Années Ouvriers travaillant à domicile Ouvriers travaillant dans les fabriques
1866 94.566 66.178
1879 162.691 50.152
1894-95 242.051 20.475

En 1866, pour 100 personnes travaillant dans l’industrie cotonnière, 70 travaillaient à domicile; en 1894-95, elles n’étaient plus que 8. En Russie, la grande industrie s’est développée beaucoup plus vite parce que le capital étranger fondait de grandes entreprises. Déjà en 1902, les grandes entreprises occupaient presque la moitié (40%) des ouvriers d’industrie.

En 1903, les fabriques ayant plus de cent ouvriers représentaient en Russie d’Europe 17% du nombre total des fabriques et des usines, et occupaient 76,6% du nombre total des ouvriers d’industrie.

La victoire de la grande industrie dans tous les pays a pour cortège les souffrances des petits producteurs. Parfois, des régions industrielles et même des professions disparaissent presque totalement (par exemple, les tisserands de Silésie, en Allemagne, les tisserands de l’Inde, etc.).

b) Lutte entre la petite et la grande production dans l’agriculture[modifier le wikicode]

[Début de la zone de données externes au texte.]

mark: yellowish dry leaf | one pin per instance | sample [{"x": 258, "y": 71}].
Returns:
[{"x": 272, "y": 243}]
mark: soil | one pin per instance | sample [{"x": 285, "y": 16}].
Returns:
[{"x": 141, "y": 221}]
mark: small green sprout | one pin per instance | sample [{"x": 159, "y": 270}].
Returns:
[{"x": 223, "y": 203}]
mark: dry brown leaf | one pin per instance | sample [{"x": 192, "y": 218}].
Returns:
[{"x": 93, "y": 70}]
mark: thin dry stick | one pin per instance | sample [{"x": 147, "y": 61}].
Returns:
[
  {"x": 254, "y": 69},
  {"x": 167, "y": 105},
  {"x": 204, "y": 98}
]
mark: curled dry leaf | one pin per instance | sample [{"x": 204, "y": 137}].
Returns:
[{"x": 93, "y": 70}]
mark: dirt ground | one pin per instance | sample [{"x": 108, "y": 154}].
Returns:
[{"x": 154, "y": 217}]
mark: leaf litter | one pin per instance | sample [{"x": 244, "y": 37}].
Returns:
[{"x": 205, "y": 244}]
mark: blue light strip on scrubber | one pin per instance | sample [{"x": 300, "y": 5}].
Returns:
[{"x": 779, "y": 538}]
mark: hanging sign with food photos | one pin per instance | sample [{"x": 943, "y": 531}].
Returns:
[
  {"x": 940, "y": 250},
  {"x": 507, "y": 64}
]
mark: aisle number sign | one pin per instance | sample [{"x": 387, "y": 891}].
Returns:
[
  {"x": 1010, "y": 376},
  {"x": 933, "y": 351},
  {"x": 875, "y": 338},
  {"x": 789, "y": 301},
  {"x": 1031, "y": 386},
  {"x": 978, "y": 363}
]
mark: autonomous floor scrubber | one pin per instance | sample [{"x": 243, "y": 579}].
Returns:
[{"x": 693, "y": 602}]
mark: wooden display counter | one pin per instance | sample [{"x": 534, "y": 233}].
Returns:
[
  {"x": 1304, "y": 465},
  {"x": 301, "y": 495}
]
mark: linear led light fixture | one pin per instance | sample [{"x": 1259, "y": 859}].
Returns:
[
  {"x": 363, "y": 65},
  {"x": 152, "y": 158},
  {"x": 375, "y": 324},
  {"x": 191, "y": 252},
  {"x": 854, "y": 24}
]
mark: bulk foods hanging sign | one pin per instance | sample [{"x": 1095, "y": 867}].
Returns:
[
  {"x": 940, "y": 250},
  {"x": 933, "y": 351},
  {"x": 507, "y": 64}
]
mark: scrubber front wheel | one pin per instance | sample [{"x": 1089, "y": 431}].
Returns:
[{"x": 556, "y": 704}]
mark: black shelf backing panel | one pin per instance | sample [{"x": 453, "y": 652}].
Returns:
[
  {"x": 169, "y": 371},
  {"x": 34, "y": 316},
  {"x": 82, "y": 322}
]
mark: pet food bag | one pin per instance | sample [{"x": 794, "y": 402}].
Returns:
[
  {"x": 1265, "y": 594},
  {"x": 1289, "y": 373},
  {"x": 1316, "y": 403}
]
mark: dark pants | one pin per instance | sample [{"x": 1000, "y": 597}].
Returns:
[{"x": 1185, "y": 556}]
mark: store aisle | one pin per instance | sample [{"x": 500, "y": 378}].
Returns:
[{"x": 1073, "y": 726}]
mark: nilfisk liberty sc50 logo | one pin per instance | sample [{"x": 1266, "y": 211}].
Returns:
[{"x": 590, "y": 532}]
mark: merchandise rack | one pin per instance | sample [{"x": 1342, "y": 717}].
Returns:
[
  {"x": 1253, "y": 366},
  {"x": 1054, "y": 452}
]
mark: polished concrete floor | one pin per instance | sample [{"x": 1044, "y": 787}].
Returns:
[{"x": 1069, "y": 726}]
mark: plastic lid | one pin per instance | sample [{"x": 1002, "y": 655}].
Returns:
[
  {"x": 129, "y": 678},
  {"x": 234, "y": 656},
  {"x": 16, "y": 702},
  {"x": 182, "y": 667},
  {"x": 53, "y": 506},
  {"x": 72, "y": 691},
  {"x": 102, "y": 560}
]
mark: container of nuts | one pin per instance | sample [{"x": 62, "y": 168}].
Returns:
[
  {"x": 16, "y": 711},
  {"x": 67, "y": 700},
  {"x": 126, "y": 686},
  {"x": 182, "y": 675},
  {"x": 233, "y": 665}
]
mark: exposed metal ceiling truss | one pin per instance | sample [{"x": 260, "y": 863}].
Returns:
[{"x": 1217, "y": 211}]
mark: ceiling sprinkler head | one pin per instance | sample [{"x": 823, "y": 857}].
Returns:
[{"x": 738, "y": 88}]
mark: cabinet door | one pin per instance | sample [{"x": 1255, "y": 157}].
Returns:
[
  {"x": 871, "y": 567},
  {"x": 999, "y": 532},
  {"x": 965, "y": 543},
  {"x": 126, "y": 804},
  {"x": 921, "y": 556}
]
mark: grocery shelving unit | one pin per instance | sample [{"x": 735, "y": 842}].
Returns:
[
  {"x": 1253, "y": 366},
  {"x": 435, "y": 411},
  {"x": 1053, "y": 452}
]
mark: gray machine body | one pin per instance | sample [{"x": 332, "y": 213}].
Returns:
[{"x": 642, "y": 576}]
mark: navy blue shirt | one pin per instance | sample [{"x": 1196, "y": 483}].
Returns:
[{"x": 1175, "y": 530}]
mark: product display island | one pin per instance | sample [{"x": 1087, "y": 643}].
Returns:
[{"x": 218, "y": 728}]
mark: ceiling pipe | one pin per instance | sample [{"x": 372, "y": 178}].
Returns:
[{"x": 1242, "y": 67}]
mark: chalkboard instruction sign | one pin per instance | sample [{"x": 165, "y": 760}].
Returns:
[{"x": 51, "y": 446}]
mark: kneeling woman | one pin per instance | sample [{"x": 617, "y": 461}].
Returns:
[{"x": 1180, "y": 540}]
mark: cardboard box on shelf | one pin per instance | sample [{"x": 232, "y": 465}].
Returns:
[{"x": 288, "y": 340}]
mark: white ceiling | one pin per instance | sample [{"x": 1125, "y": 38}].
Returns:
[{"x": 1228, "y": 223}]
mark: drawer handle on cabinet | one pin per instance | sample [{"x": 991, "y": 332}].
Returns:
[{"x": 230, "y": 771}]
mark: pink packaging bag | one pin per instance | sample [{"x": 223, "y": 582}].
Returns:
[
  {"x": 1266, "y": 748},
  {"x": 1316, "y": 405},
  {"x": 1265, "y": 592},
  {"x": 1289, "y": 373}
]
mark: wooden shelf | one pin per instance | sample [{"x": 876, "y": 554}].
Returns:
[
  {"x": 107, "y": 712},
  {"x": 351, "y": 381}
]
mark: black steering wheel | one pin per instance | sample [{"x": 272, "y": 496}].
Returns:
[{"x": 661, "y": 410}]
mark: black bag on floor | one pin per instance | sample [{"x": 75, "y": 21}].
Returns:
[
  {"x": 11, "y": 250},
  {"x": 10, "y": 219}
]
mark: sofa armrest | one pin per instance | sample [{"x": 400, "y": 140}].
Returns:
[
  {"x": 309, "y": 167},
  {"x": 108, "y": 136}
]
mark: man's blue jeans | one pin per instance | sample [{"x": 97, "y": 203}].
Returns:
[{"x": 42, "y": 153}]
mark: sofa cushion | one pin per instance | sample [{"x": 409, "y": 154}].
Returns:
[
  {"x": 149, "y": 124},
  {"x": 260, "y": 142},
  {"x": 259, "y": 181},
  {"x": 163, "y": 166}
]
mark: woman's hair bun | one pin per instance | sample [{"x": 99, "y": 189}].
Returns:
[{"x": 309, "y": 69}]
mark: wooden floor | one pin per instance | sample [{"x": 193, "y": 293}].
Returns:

La lutte entre la petite et la grande production qui a lieu dans l’industrie existe également, sous le régime capitaliste, dans l’agriculture. Le propriétaire gérant son domaine comme le capitaliste gère sa fabrique, le paysan riche, le paysan moyen, les paysans pauvres qui font des journées chez le gros propriétaire ou le gros fermier, et enfin les ouvriers agricoles : tout cela, c’est la même chose que, dans l’industrie, le gros capitaliste, le petit patron, l’artisan, le travailleur à domicile, l’ouvrier salarié. A la campagne comme dans les villes, la grande propriété est mieux organisée que la petite.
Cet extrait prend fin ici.